Sur le papier, impossible d’ignorer son bilan sportif. Il aligne plusieurs titres nationaux, relance le club dans les joutes européennes, assure des salaires impayables ailleurs. Mais la pression, les ingérences, l’instabilité chronique des coachs et l’opacité des transferts plombent le projet à moyen et long terme. Même parmi les passionnés du vestiaire, beaucoup regrettent la disparition d’une vraie institution pour le football roumain, au profit d’un “club jouet” qui répond plus à l’humeur du boss qu’à la passion collective.
Le plus frappant reste le fossé entre le passé glorieux du Steaua (victoire en C1 1986, Supercoupe d’Europe, 21 titres domestiques) et la réalité 2026 du FCSB : deuxième place régulière, stades à moitié vides, identité trouble. Le foot roumain dans son ensemble en sort fragilisé, car aucun autre club ne porte autant l’histoire et la vision collective du pays sur la scène européenne.
En parallèle, Becali continue d’investir dans des projets caritatifs et ecclésiastiques, bâtit des monastères, distribue des aides publiques. Son ambition va bien au-delà du foot. Mais cela ne suffit pas à refermer les plaies ouvertes dans le cœur des supporters, ni à rassurer la nouvelle génération sur la direction que prend le jeu collectif en Roumanie. Le foot reste un sport d’équipe, d’appartenance, et ça, même le plus riche des présidents ne peut pas se l’acheter.
Aujourd’hui, alors que les fans attendent toujours un retour du “vrai” Steaua au sommet, le FCSB se bat pour rester compétitif. L’ombre de Becali plane sur tout le championnat. Est-ce une malédiction ou la seule façon de survivre à haut niveau ? Seul le terrain donnera la réponse, à condition de retrouver un peu d’esprit collectif et d’équilibre.

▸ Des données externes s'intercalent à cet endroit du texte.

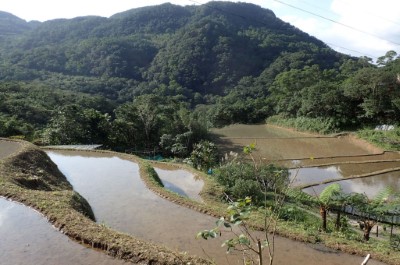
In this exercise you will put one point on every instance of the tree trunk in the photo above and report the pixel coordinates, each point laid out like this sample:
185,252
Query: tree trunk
322,211
337,225
368,225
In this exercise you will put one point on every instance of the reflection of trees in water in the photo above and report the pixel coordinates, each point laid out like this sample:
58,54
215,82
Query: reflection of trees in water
389,179
372,185
348,170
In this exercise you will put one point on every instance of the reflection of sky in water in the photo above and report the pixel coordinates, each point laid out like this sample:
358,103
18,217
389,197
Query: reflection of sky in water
369,185
4,211
28,238
182,182
314,175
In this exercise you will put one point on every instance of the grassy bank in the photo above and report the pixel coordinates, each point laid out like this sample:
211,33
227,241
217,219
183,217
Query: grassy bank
301,224
387,140
304,124
31,178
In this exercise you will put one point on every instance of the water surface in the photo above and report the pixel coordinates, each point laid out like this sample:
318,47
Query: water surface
8,147
182,182
371,186
120,200
27,238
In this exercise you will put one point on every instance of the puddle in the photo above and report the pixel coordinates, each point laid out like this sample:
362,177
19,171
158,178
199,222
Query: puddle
27,238
369,185
304,176
182,182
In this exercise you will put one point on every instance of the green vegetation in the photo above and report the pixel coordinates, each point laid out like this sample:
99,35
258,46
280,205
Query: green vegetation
319,125
388,140
30,177
155,79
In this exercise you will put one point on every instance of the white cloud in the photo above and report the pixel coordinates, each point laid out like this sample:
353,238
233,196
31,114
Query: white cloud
377,22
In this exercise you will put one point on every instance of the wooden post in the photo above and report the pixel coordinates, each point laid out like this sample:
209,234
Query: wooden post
366,259
391,228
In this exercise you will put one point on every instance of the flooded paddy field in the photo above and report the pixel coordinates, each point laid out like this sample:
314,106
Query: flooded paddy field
120,200
315,159
371,186
182,182
28,238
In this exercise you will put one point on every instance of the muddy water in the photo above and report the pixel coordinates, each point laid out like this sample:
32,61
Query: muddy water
369,185
182,182
120,200
311,175
8,147
27,238
257,131
387,156
304,176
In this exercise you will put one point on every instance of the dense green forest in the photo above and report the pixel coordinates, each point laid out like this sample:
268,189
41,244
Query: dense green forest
158,77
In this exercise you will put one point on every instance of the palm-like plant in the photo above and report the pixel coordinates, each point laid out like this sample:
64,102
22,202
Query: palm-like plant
371,209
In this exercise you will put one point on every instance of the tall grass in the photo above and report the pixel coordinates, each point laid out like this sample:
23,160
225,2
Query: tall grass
319,125
388,140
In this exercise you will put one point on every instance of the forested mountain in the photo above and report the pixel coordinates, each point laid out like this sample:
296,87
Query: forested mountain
193,67
205,49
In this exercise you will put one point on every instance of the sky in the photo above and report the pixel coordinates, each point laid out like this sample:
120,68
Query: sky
356,27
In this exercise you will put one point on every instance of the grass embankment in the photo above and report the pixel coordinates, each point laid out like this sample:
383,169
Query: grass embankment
30,177
387,140
304,124
301,224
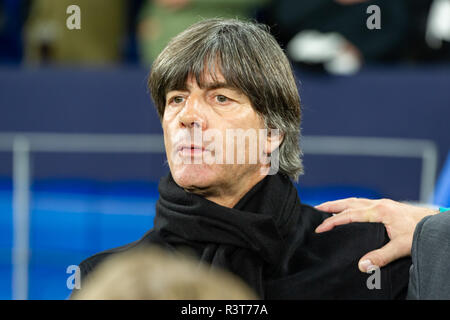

Qui possède actuellement le vrai palmarès du Steaua Bucarest ?
Depuis 2018, le palmarès historique (C1 1986, Supercoupe d’Europe, titres et coupes d’avant 2003) appartient au CSA Steaua Bucarest, le club relancé par l’armée roumaine. Le FCSB de Becali conserve les titres remportés après 2003.
Pourquoi Gigi Becali est-il si controversé dans le football roumain ?
Ses propos misogynes, racistes ou homophobes, son ingérence systématique dans la gestion sportive, et ses démêlés judiciaires pour corruption ou violence créent régulièrement scandale et polarisent la société.
Quel a été l’impact sportif de Becali sur le FCSB depuis sa prise de pouvoir ?
Sous Becali, le FCSB a remporté plusieurs championnats nationaux et coupes de Roumanie, mais n’a jamais retrouvé les sommets européens du Steaua des années 1980. La stabilité de la performance est perturbée par sa gestion autoritaire.
Le football roumain peut-il se redresser sans un dirigeant comme Becali ?
Pour beaucoup, l’argent injecté par Becali a sauvé le club à plusieurs reprises. Mais nombre de supporters et d’observateurs espèrent une nouvelle génération de dirigeants plus collectifs, moins polarisants, plus stables.
Gigi Becali a-t-il réellement pris du recul ces dernières années ?
Certains témoignages affirment qu’il s’est assagi, préférant la discrétion et la spiritualité, mais des dérapages récents prouvent que l’ancien homme fort ne change jamais fondamentalement.